Jim & Cindi Farr j-c.farr at sil.org.pg
Fri Sep 15 07:11:41 EST 2006


My apologies to the group. It was too close to lunch. In Korafe and Baruga it is 'burn' and 'sleep', not 'burn' and 'eat' which are either homophones or synonyms.

Baruga has 'evari' for both and Korafe has 'avari' for both. The 'burn' meaning is intransitive, so for someone to 'burn something' we need a verb series with 'set-a-fire'.

e.g. Dungetiri (he lit it), avisira (it burned, distant past) He set it on fire (and) it burned (a while ago).
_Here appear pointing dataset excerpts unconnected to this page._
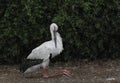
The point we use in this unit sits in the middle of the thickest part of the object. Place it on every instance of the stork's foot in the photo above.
(66, 72)
(63, 72)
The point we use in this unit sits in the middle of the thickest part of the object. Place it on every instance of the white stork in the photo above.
(40, 56)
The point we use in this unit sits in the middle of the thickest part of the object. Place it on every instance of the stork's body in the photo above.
(46, 51)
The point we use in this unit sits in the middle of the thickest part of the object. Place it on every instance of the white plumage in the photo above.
(52, 47)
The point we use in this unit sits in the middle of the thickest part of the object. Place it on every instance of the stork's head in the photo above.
(53, 29)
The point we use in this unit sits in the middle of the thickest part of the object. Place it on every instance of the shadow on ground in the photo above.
(82, 72)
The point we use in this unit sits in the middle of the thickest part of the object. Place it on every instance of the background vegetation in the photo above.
(90, 28)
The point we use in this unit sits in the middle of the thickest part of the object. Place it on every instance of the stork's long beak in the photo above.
(55, 39)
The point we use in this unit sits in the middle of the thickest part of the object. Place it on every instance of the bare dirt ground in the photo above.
(82, 72)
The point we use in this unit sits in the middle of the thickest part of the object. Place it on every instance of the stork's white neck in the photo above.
(52, 35)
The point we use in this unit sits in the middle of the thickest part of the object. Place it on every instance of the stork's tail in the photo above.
(30, 65)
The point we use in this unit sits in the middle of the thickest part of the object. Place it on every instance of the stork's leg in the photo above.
(45, 73)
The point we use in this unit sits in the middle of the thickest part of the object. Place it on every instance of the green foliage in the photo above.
(90, 29)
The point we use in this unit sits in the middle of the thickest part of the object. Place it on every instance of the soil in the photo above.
(81, 72)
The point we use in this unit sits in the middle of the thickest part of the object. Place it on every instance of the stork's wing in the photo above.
(41, 52)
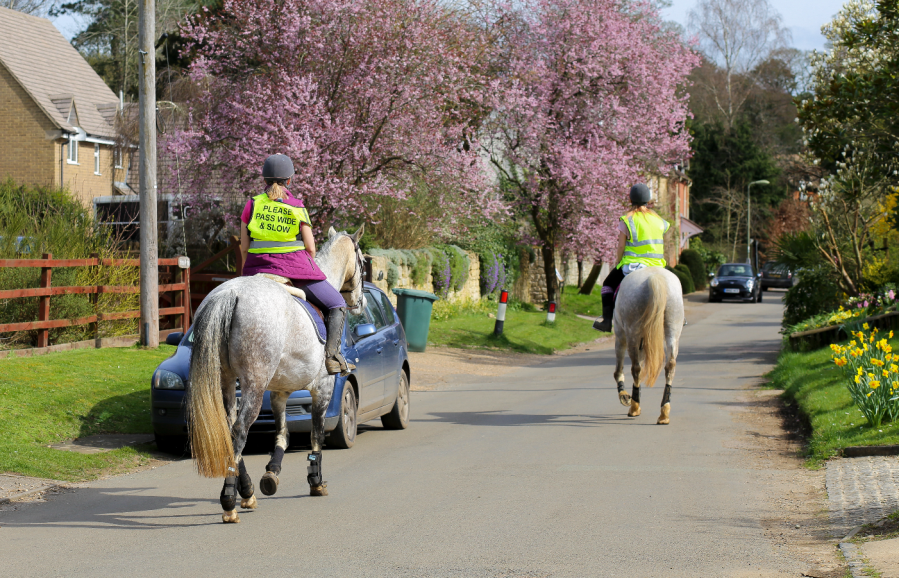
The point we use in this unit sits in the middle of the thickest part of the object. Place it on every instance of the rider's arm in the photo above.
(308, 239)
(244, 242)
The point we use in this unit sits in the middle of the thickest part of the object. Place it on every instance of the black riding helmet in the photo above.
(277, 167)
(640, 195)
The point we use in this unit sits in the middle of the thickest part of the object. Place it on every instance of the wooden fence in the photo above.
(181, 289)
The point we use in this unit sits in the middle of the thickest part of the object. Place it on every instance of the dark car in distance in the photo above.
(775, 275)
(379, 386)
(735, 281)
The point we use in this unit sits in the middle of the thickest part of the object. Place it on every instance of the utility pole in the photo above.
(149, 247)
(749, 219)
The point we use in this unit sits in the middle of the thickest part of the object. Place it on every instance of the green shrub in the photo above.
(814, 294)
(38, 220)
(422, 267)
(693, 260)
(686, 280)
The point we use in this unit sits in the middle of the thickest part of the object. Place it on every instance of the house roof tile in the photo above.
(55, 75)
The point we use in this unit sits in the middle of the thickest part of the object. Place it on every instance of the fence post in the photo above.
(43, 308)
(184, 296)
(95, 300)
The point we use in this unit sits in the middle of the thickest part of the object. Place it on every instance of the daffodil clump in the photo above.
(872, 371)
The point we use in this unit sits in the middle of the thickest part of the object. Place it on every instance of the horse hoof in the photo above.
(635, 409)
(269, 484)
(664, 419)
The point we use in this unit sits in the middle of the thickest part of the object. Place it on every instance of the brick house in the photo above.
(57, 116)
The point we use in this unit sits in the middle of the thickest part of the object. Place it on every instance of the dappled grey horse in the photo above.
(649, 317)
(252, 330)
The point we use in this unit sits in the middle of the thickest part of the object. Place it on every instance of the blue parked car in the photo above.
(378, 387)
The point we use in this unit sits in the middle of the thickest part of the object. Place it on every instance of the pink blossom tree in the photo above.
(368, 97)
(592, 97)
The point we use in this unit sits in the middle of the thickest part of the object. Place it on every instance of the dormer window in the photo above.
(73, 149)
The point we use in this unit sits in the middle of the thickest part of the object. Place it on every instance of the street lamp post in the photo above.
(749, 219)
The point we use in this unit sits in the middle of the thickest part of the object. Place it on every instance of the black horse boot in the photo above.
(606, 323)
(334, 360)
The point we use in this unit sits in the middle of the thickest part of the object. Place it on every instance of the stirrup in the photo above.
(338, 365)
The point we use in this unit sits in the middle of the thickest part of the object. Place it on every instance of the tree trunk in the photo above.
(590, 282)
(549, 268)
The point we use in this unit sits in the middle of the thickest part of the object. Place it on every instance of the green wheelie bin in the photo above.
(414, 310)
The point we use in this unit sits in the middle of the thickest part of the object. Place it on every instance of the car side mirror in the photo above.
(364, 330)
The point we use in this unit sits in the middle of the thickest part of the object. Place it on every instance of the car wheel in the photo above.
(398, 418)
(176, 445)
(344, 435)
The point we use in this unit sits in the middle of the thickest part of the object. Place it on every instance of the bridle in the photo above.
(359, 274)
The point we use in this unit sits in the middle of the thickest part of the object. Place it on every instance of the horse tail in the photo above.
(210, 436)
(653, 325)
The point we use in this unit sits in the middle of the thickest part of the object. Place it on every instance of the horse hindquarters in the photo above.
(210, 435)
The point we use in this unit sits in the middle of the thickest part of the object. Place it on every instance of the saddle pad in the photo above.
(317, 321)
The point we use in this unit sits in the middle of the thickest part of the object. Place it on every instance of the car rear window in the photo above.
(735, 271)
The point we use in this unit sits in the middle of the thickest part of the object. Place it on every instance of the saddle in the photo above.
(315, 314)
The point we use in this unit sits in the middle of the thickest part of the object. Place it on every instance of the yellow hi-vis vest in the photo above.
(645, 244)
(275, 226)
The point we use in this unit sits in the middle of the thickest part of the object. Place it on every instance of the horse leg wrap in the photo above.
(274, 464)
(245, 486)
(228, 497)
(315, 469)
(623, 397)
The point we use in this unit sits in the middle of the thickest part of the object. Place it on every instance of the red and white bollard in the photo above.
(501, 313)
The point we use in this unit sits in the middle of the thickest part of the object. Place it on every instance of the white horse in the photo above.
(252, 331)
(649, 317)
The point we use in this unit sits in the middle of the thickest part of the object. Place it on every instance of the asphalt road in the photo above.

They do appear to be cognate (we still need a nice PUBLISHED comparative work on Binandere etomology), and are in the 'i' verb conjugation in both languages.

Jim (having eaten!)
  ----- Original Message ----- 
  From: Alan Rumsey 
  To: Papuan languages discussion list 
  Sent: Wednesday, September 13, 2006 9:20 PM
  Subject: Re: [Papuanlanguages] 'Eating water' and Alan Rumsey's 'further twist;'burn' and 'sleep' are the same in Korafe and Baruga


  Hi Jim and Cindy. Good to hear from you. How about 'eat' and 'burn'? Do Korafe and Baruga have the same words for them? Regarding 'sleep' and 'burn', it seems harder to see how there could be a single basic meaning that they are contextual variants of.  I notice that you put quotation marks around 'same' when describing them as "the 'same' word". Do you regard them as such? Could they just be homophones? Is the word the same or similar in form in the two languages? If not, that would seem to make the homophone interpretation less plausible than if so.